We summarized the number of features before and after CFS and the corresponding classification results in Table 2. If we trained classifiers and performed classification using all 585 features, then the classification accuracy is not satisfied for all five group pairs (40.38% to 67.00%). After CFS, 5 to 30 features survived for the five group pairs detailed in Table 2. We can see that with the most relevant and discriminative features, the classification accuracy substantially improved for all five group pairs (80.00% to 94.12%). Moreover, we removed the eight subjects in EMCI group with different TR (not 3 sec) to exclude the potential effect of the scan parameters, and performed the feature selection and classification. The classification accuracy is 79.59%, specificity is 72.00%, and sensitivity is 87.50%. The results did not change much compared with the results in Table 2. We will interpret those features with high differentiation power in detail in the following heading.

Table 2.

Summary of the Feature Number and the Classification Accuracy Using Either All Features or Features After Correlation-Based Feature Selection for Each Group Pair

	NC-SMC	NC-EMCI	NC-LMCI	NC-EMCI+LMCI	NC-AD
All features
Feature no.	585	585	585	585	585
Accuracy	40.38%	62.00%	45.45%	67.00%	44.12%
Specificity	42.31%	64.00%	36.36%	52.00%	35.29%
Sensitivity	38.46%	60.00%	54.55%	82.00%	52.94%
Features after CFS
Feature no.	22	8	5	30	11
Accuracy	92.31%	80.00%	80.68%	92.00%	94.12%
Specificity	96.15%	76.00%	79.55%	90.00%	94.12%
Sensitivity	88.46%	84.00%	81.82%	94.00%	94.12%

CFS, correlation-based feature selection.

Features with high differentiation power

As illustrated in “Classification results based on sparse representation features” heading, we adopted CFS to obtain the features with high differentiation power for each group pair. Table 3 summarized the detailed feature numbers in six feature types after CFS for each group pair. We discuss the features with high differentiation in each of the five group pairs in detail as follows.

Table 3.

Summary of Number of Features After Correlation-Based Feature Selection in Six Feature Types for Each Group Pair

		Feature types
	Total	SOR	FC-RSNs	FC-D	ET-FC	ET-CDRSNs	CDC
NC-SMC	22	0	13	2	1	3	3
NC-EMCI	8	1	2	1	1	1	2
NC-LMCI	5	0	2	2	0	1	0
NC-EMCI+LMCI	30	1	17	4	2	3	3
NC-AD	11	3	3	0	1	1	3

FC-RSNs, functional connectivity within resting-state networks; SOR, spatial overlapping rate.

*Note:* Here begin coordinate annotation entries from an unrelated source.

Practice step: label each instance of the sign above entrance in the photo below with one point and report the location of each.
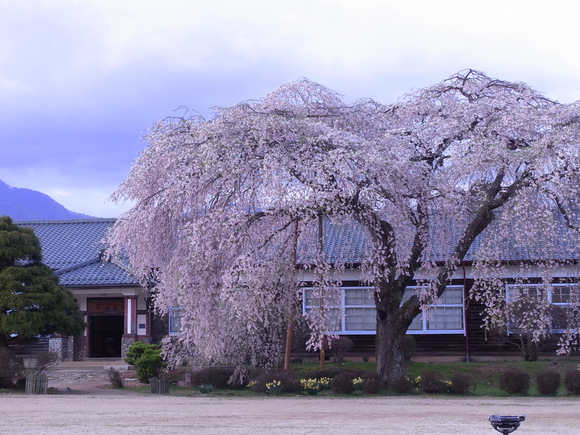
(109, 306)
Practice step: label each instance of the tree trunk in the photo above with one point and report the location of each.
(389, 348)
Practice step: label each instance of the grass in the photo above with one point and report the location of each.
(484, 374)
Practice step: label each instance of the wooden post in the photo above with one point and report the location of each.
(290, 328)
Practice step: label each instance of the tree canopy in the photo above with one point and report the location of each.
(32, 303)
(223, 204)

For NC-SMC group, there are 22 features in total after CFS. Specifically, there is no feature in SOR type. For FC-RSNs type, there are 13 features, including the functional connectivity between RSNs #4–#10, #5–#8, #1–#3, #3–#6, #3–#7, #7–#8, #1–#8, #3–#4, #4–#7, #1–#4, and #4–#5. The RSN IDs can be referred to Figure 2. This result indicates that there are widespread functional connectivity alterations among RSNs in SMC. For FC-D type, there are two features related to RSNs #1 and #8. There is one feature in ET-FC that corresponds to RSN #8. For ET-CDRSNs type, there are three features related to RSNs #1 and #5. For CDC, there are three features representing the common atoms #97, #133, and #179. The time series of these common atoms with high differentiation power are shown in Figure 3.

FIG. 3.

Time series of the common atoms with high differentiation power in each group pair. There are 140 time points. The index of the common atoms in the learned dictionary for each subject is shown above the time series of the atoms.

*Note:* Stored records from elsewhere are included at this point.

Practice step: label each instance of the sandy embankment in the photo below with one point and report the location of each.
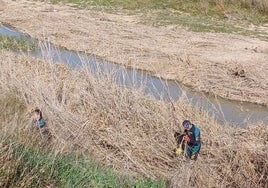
(228, 65)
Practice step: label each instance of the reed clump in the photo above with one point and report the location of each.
(125, 130)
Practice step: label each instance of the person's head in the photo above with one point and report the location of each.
(187, 124)
(37, 114)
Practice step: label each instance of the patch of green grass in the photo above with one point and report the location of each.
(198, 16)
(17, 44)
(26, 167)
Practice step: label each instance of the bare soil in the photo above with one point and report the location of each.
(229, 65)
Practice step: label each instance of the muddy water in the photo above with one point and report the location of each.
(224, 111)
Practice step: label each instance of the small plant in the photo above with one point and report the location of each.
(17, 44)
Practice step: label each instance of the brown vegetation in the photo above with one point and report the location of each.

For NC-EMCI group, there are eight features in total after CFS. There is one feature in SOR type corresponding to RSN #1. For FC-RSNs type, there are two features corresponding to the functional connectivity between RSNs #3–#5 and #5–#6. For FC-D type, there is one feature corresponding to RSN #4. For ET-FC type, there is one feature corresponding to RSN #1. For ET-CDRSNs type, one feature corresponds to RSN #3. For CDC, two features correspond to atoms #52 and #89 (Fig. 3).

For NC-LMCI group, there are five features in total. There is no feature in SOR, ET-FC, or CDC type. For FC-RSNs type, there are two features corresponding to the functional connectivity between RSNs #1–#4 and #4–#5. For FC-D type, there are two features corresponding to RSNs #2 and #4. There is one feature in ET-CDRSNs corresponding to RSN #10. We can see that RSN #4, known as DMN, has discriminative functional characteristics in differentiating LMCI from NC.

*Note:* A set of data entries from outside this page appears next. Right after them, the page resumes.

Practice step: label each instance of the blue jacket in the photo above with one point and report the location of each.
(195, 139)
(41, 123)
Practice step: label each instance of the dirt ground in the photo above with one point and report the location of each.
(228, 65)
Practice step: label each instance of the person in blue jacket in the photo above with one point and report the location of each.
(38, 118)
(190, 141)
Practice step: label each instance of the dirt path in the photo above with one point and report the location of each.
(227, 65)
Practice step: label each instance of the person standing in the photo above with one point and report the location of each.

For NC-EMCI+LMCI group, there are 30 features in total after CFS. There is one feature in SOR corresponding to RSN #2. For FC-RSNs, there are 17 features corresponding to the functional connectivity between RSNs #2–#8, #5–#10, #7–#10, #2–#9, #4–#7, #1–#6, #3–#5, #4–#5, #4–#7, #6–#8, #1–#4, #1–#10, #2–#4, #3–#10, #5–#6, and #6–#9. This result is in agreement with our previous results that show that there are widespread functional connectivity alterations among RSNs in MCI (Jiang et al., 2013). For FC-D type, there are four features related to RSNs #4, #6, and #7. For ET-FC, there are two features corresponding to RSNs #4 and #3. There are three features in ET-CDRSNs corresponding to RSNs #2, #3, and #4. For CDC type, there are three features corresponding to atoms #52, #89, and #148 (Fig. 3). We can also see that RSN #4, known as DMN, has discriminative functional characteristics in differentiating MCI from NC. It should be noted that the performance of NC/EMCI+LMCI group classification is better than NC/EMCI and NC/LMCI. Although we cannot compare the classification results of the three groups directly since the classifiers of the three groups were trained separately based on different and specific features of the three groups after feature selection, from theoretical perspective, one possible explanation is that after feature selection, more features that have relevant and discriminative power for classification were retained in the NC/EMCI+LMCI group than those in NC/EMCI and NC/LMCI groups.

For NC-AD group, there are 11 features in total after CFS. There are three features in SOR type corresponding to RSNs #1, #2, and #4. For FC-RSNs, there are three features corresponding to the functional connectivity between RSNs #3–#8, #4–#8, and #7–#9. There is no feature in FC-D type. For ET-FC type, there is one feature corresponding to RSN #1. For ET-CDRSNs type, there is one feature corresponding to RSN #10. For CDC type, there are three features corresponding to atoms #78, #111, and #130 (Fig. 3).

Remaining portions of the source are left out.